Yield: 6 cups or 4-6 servings

“Wild Garlic Soup”


  • 3/4 cup wild garlic, cleaned, green stalk snipped, outer layer peeled, and root removed
  • 2 cups fennel bulb, diced
  • 2 cups red skinned potatoes, cut into small chunks
  • 8 cups vegetable stock
  • 2 tablespoons + 1/4 cup olive oil
  • 1 pinch cardamom
  • 1 pinch cinnamon
  • 1 pinch cayenne
  • 2 tablespoons sherry
  • 2 tablespoons fresh chervil or thyme
  • Salt and pepper, to taste


  1. Blanch the garlic for 3 minutes in a large heavy-bottomed pot filled with boiling water, then drain and run under cold water and set aside.
  2. Heat 2 tablespoons olive oil in the same pot and sweat the fennel and garlic until browned, soft and translucent. Sprinkle with salt along the way to help release the juices.
  3. Add the potatoes and vegetable stock and simmer covered for about 1 hour, until potatoes are fork tender.
  4. Transfer all contents of the pot to a blender and puree on high for 2-3 minutes. In the last 30 seconds, pour the 1/4 cup olive oil in a thin steady stream to emulsify the soup.
  5. Pour the contents of the blender through a fine mesh strainer back into the pot, leaving the heat off. This will remove the woody fibers from the garlic. Mix in the cardamom, cinnamon, cayenne, and sherry. Add salt and pepper to taste. Serve in bowls with a sprinkling of fresh herbs. This soup is also wonderful served at room temperature or chilled and is even better the next day.

Leave a Comment



  1. Wow! I never would have thought, Georgia! Thanks so much.

  2. i want some!

  3. This looks delicious! I love the idea of using oil instead of cream! I also like the picture of the turkey. Great post, thanks for sharing!

  4. PJ Mouquin says:

    I’m going to try this recipe! I remember when you and your Daddy collected the wild “chives” to make an omelet. You were in preschool at the time. This morning I had an old Mouquin restaurant recipe that was written up in an OHenry short story: dent de lion avec oeuf I steamed dandelion greens and served them with a poached egg on top!

  5. RRubio says:

    Wow! I made this. It is fantastic! Thank, Georgia. I have been wanting to do something with the wild garlic in my yard for years.

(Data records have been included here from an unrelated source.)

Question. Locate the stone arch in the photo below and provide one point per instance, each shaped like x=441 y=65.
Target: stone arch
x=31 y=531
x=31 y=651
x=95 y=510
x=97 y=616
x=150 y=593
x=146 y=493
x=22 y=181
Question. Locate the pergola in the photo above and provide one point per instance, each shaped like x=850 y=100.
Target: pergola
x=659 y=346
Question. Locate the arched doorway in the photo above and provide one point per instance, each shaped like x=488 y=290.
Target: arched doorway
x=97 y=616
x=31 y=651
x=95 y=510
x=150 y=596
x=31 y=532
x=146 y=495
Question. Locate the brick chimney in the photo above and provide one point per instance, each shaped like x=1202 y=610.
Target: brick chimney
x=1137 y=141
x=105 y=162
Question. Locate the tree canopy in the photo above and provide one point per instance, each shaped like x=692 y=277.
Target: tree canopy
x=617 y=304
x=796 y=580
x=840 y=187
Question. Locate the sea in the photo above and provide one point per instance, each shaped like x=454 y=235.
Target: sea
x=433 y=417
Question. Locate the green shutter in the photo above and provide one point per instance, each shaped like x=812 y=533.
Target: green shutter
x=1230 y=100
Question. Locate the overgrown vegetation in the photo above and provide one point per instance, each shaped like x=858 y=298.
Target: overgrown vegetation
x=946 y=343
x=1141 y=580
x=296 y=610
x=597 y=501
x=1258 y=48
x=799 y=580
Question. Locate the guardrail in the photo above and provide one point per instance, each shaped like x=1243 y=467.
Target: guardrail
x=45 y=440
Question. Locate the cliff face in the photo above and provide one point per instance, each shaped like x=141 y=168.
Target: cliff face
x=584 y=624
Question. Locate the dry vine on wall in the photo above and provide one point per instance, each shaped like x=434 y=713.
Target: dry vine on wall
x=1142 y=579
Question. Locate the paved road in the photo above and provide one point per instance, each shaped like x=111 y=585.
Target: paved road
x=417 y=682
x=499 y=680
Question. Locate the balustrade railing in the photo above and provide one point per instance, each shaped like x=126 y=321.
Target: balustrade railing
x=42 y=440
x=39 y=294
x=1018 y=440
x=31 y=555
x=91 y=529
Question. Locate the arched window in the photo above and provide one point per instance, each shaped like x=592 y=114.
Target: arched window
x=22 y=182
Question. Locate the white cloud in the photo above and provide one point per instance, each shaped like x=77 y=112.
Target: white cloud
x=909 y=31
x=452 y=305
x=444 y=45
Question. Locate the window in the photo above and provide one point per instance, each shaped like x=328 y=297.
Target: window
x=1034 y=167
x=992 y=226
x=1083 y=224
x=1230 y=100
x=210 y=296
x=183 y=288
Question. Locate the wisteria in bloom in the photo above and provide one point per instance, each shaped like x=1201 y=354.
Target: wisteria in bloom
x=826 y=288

  6. I love your blog; just discovered it and it’s fabulous. This recipe looks amazing and I can’t wait to try it. Thank you for sharing. Have a great night!

  7. That looks mighty tasty. I don’t think we have that plant here. Couldn’t I use a leek and/or garlic? Change the name, of course.

    • Georgia says:

      Yes, I think if you blanch regular garlic cloves many times it could work. And leeks would be nice of course too. Let me know if you do it and how it turns out! It really is wonderful and so clean tasting.

  8. we make wild onion soup every spring! yum!

  9. Penny Wolf says:

    I love the look of this recipe and am going to try garlic scapes in place of the garlic. I am uncertain of amounts of scapes though. We aren’t
    afraid of flavor but still I do not want to ruin the soup. I am thinking of an even swap. What are your thoughts?

    • Yes, go for an even swap. You can always add more vegetable stock if need be, but if you blanch the scapes the way I did the green garlic you should be fine. Let me know how it goes!

  10. Georgia says:

    Oh great, sherry works wonders! I like texture too with soup. I only strained it because wild garlic has these sharp fibrous bits that feel funny in the mouth. But I don’t think scapes do. And now that I think about it, you may not need to blanch scapes. Take a taste of them raw and see how assertive they are and go based on that. I’m glad it was a success!